Öte yandan seçimler söz konusu olduğunda hangi adayın destekleneceğinden, kiminle yan yana gelineceğine ve yapılacak çağrıya kadar tüm politikanın devrimci niteliğini belirleyecek olan şey onun içeriğidir. Yani esas olan adayların ne olduğu ve nasıl oy verileceği değil, hangi programa ve politikaya oy verileceğidir. Devrimciler adaylarla değil programlarla, seçim platformlarının ideolojik-siyasal sınıf özüyle ilgilidirler.

Bu noktada ise devrimci politikanın ayırt edici temel kriterlerinden biri de, sandık ve seçim yapılan makam konusunda en küçük hayal yaymamak, aksine tüm seçim çalışmasını seçimlere, sandığa ve söz konusu olan burjuva kurumlara karşı beslenen hayalleri yıkmaya odaklanmalıdır. Komünistler bunu yapmayan hiçbir seçim platformuyla en küçük bir yakınlık kurmazlar. Mevcut reformist seçim bloğuna bakıldığında ise cumhurbaşkanlığı makamının ne olduğu, bu makamın temsil ettiği cumhuriyetin burjuva niteliğine ilişkin gerçeklere şurasından burasıdan zerrece dokunmak bir yana Demirtaş’ın adaylığı üzerinden yayılan hayallerde ölçü tanınmamaktadır.

Komünistler bu seçim döneminde bu hayalleri yıkmak için mücadele ederler, ama aynı zamanda seçimleri kurulu burjuva cumhuriyetine karşı devrimci propagandanın imkanı olarak değerlendirirler. Bu propagandanın içeriği ise kurulu burjuva cumhuriyetine karşı sosyalist işçi-emekçi cumhuriyetini çıkarmak ve elbette kurtuluşa ulaşmanın tek yolunun kurulu cumhuriyetin cumhurbaşkanlığı makamının da içerisinde olduğu burjuva iktidarını yerle bir edecek bir devrimde olduğunu anlatmaktır.

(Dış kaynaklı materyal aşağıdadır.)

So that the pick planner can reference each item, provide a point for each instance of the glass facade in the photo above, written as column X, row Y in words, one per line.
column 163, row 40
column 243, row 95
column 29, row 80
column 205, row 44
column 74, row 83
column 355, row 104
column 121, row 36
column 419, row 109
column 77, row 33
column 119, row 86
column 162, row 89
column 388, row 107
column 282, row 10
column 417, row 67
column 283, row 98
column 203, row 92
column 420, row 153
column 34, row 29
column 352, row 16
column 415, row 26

Sorunu böyle koyduğumuzda mesele adaylar olmaktan çıkarılıp şöyle tanımlanır: Ne burjuva cumhuriyetin gerici adayları, ne bu cumhuriyeti aşırılıklarından arındırıp demokratikleştireceklerini iddia edenlerin demokratik cumhuriyeti, tek yol devrim kurtuluş sosyalist bir işçi-emekçi cumhuriyetindedir. Gerisi, demokratizm ve burjuva yasalcılığı içinde kaybolmaktır.